Male Austruca mjoebergi engage in conflict with other males at varying levels of aggression. At low levels of conflict, a male will use the back of his major claw to push another male's claw backwards. This may occur if a male encroaches on the border of another male's territory. The claw pushing can escalate to male crabs interlocking their major claws. These crabs engage in a grapple of pushing each other and jostling for position. During a grapple males sometimes attempt to position the major claw underneath the other male and flick the claw in an upwards motion to lift and topple their opponent. If conflict persists through grappling, one of the males may retreat to the burrow. At the highest level of aggression, the conflict continues in the burrow. Digging conflict involves digging, pushing, grappling and scraping. Eventually, one male will retreat from the burrow and leave the territory. In conflict males will sometimes be removed from their territories by an intruding "floater" male.[5]

The dear enemy effect

The dear enemy effect is used to describe the differences in conflict between neighboring males, and conflict between resident and floater males. A resident male is a male that has claim to a territory. A floater male is a male that does not have a territory and is traversing looking for a territory. Males can become a floater through conflict or by abandoning a previous territory due to a lack of resources. A neighboring male is a male that occupies a nearby territory to another male's territory. Neighborly conflict often arises when a male approaches the border of the two territories. If a neighboring male approaches a resident male's territory, conflict usually results in one male losing a small segment of territory, or no change. Neighborly conflict rarely results in either male losing their territory entirely. However, when conflict arises instead between a resident male and a floater male there are greater consequences of losing. In resident-floater conflict eviction from the territory and the loss of all resources associated with the territory lost is frequent when the resident loses. A. mjoebergi males can differentiate between neighboring and unknown males and are less aggressive towards neighboring males than unknown males. Studies observing neighboring conflict and resident-floater conflict showed that resident-floater conflicts result in significantly longer engagements than conflict between neighbors. Neighboring conflicts and floater-resident conflicts are no more likely to progress to grappling or attempting to flip the opponent. However, conflicts between a resident and floater are significantly more likely to lead to digging conflict.[5]

Claw bluffing

Male A. mjoebergi rely heavily on their enlarged claw to signal dominance and fighting prowess. Crabs which lose their large claw will occasionally regenerate a lighter, cheaper claw (requiring less energy to produce). Research has shown that crabs with these "cheap" claws are worse fighters than crabs with strong claws of a similar size. However, these crabs engage in a form of deimatic behaviour and will attempt to bluff signal dominance despite their limited fighting ability. Research has shown that they are just as effective at intimidating other crabs based on claw size alone.[6][7]

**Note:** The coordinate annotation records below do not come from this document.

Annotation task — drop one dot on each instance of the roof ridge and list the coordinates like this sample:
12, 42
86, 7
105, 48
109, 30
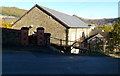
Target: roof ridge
53, 9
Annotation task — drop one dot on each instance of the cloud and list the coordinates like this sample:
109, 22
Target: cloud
60, 1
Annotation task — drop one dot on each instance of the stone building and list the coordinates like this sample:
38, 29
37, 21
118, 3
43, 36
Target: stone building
64, 29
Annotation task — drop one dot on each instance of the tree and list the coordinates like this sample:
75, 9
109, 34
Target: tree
114, 37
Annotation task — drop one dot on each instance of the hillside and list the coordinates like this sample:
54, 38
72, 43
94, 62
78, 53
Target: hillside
12, 11
105, 21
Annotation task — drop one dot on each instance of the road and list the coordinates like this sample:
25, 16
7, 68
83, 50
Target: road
37, 63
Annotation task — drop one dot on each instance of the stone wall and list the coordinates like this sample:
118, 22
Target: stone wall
38, 18
11, 36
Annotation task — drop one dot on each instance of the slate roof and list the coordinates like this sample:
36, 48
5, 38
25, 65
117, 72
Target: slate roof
70, 21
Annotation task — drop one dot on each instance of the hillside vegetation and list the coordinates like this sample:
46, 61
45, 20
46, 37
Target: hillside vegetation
12, 11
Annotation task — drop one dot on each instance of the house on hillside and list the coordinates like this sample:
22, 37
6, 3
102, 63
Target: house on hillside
64, 29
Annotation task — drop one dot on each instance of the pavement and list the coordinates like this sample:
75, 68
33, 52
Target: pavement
40, 63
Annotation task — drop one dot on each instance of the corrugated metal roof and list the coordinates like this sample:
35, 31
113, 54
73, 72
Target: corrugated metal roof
70, 21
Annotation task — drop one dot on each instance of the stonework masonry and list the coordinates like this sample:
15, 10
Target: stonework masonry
38, 18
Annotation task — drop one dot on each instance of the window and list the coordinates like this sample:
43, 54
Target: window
24, 38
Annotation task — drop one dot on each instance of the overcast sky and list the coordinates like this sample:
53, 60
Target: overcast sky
90, 9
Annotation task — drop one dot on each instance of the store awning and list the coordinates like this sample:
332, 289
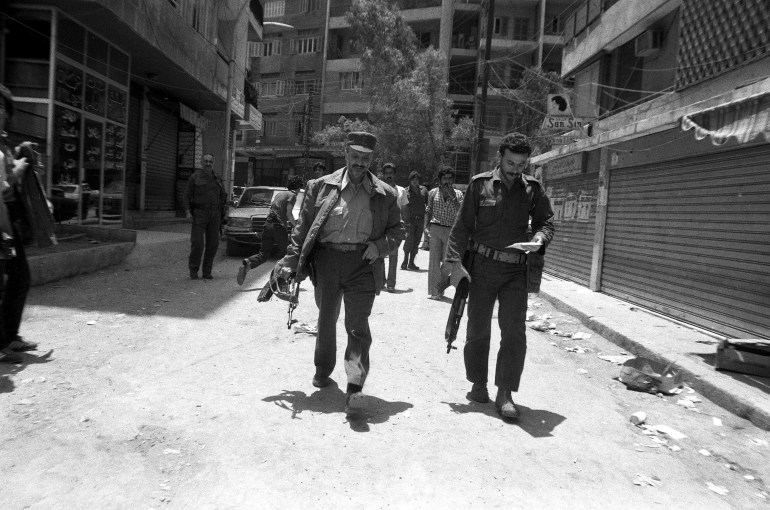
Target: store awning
743, 120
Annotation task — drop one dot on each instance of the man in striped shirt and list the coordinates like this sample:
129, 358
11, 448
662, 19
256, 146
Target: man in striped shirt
443, 203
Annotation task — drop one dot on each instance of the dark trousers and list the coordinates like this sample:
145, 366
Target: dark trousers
343, 277
491, 281
275, 240
13, 292
205, 231
413, 236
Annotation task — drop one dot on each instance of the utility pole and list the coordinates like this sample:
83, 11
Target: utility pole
484, 85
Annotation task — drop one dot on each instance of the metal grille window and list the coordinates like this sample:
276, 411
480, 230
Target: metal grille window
350, 81
275, 9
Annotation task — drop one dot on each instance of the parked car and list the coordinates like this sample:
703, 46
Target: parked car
246, 220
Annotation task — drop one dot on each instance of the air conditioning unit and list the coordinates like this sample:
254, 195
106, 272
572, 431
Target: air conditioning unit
648, 43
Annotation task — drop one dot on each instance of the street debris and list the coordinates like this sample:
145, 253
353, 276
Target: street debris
646, 480
670, 432
618, 359
638, 418
718, 489
642, 374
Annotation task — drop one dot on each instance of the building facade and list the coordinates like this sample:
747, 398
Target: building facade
525, 33
664, 199
124, 97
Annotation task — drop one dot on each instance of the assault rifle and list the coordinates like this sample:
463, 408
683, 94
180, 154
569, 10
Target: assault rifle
458, 305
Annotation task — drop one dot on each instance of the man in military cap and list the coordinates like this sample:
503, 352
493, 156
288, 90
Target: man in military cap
349, 221
495, 214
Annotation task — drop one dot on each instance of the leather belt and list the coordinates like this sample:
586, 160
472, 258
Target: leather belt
500, 256
345, 247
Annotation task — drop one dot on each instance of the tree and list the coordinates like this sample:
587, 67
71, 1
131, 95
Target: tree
530, 103
408, 106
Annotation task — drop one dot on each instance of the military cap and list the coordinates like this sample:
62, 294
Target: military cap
361, 141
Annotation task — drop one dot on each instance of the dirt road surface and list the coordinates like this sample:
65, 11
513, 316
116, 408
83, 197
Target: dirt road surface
150, 390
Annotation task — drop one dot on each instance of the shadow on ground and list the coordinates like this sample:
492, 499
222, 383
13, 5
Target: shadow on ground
332, 400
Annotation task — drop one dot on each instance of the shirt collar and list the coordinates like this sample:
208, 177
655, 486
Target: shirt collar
365, 181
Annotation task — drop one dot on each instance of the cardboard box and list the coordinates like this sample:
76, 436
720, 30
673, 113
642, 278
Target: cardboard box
749, 356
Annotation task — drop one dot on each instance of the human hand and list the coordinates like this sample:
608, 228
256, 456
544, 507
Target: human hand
371, 253
455, 271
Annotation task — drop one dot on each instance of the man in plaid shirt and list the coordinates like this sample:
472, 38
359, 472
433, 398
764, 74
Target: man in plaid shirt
443, 203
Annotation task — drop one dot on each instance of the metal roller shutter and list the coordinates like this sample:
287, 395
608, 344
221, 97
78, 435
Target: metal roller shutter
691, 238
574, 202
160, 187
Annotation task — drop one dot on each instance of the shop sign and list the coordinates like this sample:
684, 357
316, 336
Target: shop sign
564, 167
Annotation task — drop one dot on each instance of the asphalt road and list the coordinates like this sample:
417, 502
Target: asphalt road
154, 391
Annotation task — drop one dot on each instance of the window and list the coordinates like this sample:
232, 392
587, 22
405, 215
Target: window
307, 45
521, 29
275, 9
501, 27
350, 81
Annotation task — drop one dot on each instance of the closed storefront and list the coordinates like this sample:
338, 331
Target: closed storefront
160, 186
573, 198
688, 233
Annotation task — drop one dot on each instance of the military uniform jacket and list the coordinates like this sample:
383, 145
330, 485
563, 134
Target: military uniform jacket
498, 217
321, 196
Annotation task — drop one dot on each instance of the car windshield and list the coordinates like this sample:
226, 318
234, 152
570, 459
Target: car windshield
252, 197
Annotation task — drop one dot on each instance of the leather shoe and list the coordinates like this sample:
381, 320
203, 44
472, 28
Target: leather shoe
479, 393
354, 403
506, 407
320, 381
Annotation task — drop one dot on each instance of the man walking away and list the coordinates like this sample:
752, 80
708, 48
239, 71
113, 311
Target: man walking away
279, 222
389, 176
204, 201
413, 213
443, 203
348, 222
495, 214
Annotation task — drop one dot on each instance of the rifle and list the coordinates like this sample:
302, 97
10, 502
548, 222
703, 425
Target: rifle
458, 305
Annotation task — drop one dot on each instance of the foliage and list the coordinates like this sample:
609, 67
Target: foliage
408, 107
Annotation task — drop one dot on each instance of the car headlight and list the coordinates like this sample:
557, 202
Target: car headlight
239, 222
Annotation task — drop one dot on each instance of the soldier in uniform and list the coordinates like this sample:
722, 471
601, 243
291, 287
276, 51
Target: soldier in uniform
494, 215
204, 200
348, 223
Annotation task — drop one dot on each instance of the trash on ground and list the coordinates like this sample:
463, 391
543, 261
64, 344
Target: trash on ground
670, 432
618, 359
638, 418
642, 374
718, 489
646, 480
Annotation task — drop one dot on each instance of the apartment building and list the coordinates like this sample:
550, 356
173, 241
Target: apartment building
124, 97
665, 202
526, 33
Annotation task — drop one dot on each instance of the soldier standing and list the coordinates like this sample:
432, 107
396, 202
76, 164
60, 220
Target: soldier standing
349, 221
494, 215
204, 201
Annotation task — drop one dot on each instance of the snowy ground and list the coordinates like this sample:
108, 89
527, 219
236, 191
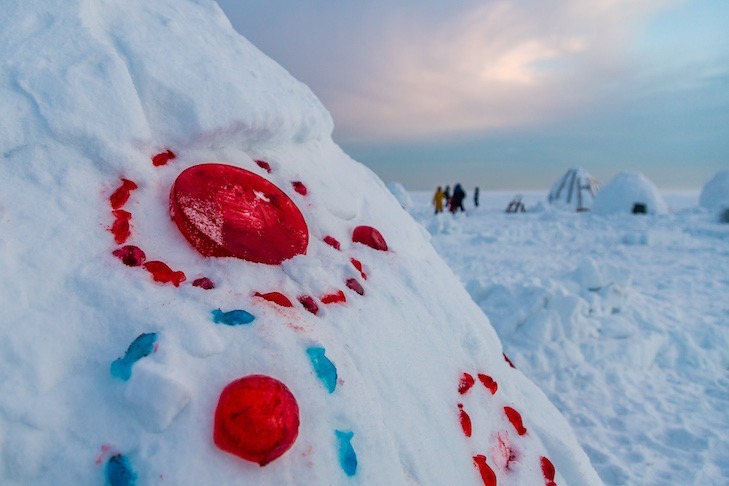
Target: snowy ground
623, 321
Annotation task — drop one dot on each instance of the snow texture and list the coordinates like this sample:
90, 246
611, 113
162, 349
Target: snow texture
96, 92
624, 191
621, 321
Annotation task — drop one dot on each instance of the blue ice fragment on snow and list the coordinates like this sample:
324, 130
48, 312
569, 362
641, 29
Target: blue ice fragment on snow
119, 472
232, 318
323, 367
347, 456
140, 347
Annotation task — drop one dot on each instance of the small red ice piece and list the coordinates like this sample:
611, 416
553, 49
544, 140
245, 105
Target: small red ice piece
163, 273
264, 165
367, 235
121, 195
331, 241
515, 419
257, 419
130, 255
353, 284
548, 471
203, 283
466, 383
334, 298
276, 298
309, 304
300, 188
163, 158
120, 228
487, 474
465, 420
226, 211
488, 382
358, 265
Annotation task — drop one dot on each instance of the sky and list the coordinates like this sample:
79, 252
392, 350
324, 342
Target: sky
509, 94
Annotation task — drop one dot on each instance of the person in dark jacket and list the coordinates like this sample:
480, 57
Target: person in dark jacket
457, 199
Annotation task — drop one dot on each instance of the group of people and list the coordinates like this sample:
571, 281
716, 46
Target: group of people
443, 198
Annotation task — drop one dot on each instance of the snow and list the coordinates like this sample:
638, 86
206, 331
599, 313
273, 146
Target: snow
575, 190
715, 194
91, 94
624, 191
621, 321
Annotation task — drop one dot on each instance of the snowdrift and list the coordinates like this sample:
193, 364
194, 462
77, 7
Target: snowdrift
200, 287
629, 192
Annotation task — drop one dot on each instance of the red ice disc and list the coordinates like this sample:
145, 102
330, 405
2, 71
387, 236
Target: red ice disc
257, 419
226, 211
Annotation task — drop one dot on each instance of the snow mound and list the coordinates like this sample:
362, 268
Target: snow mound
715, 193
141, 340
401, 194
575, 190
626, 191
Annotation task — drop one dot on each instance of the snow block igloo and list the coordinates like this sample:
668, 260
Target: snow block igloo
213, 328
629, 192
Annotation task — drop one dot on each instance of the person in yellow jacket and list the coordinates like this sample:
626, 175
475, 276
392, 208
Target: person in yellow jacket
438, 200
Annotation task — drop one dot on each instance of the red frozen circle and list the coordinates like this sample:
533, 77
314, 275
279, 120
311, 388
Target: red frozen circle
257, 419
226, 211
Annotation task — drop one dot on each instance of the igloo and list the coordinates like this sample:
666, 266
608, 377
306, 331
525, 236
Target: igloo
201, 287
575, 190
629, 192
715, 194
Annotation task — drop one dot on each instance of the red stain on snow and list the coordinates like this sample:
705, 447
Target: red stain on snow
466, 383
130, 255
358, 265
164, 274
334, 298
488, 476
465, 420
488, 382
121, 195
204, 283
308, 302
331, 241
367, 235
275, 297
257, 419
226, 211
120, 228
515, 419
264, 165
353, 284
163, 157
300, 188
548, 471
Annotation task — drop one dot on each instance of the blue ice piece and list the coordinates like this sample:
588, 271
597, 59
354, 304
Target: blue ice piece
119, 472
347, 456
232, 318
323, 367
142, 346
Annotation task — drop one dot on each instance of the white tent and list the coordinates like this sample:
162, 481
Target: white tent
576, 189
629, 192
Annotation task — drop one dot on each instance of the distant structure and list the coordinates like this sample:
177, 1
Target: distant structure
629, 192
576, 189
715, 194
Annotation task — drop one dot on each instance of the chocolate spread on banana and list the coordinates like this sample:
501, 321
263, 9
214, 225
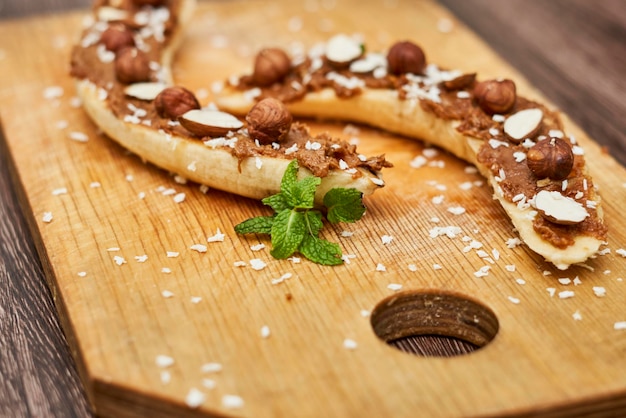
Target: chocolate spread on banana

Habitat territory and burrows

A. mjoebergi inhabit intertidal mudflats along the northern northwestern coastline Australia and the northwestern coast of Papua New Guinea. A. mjoebergi form densely populated mixed-sex communities. In these communities, males claim small territories approximately 10–20 cm (3.9–7.9 in) in diameter. For males, a claim to a territory and burrow are an essential part of survival. Males dig into the mud, forming burrows. These burrows are used for a variety of purposes, including escape from predators, thermoregulation, mating, egg incubation, and as a source of water to wet their gills. Additionally, burrows provide essential refuge from rising water levels during high tides.[5][8]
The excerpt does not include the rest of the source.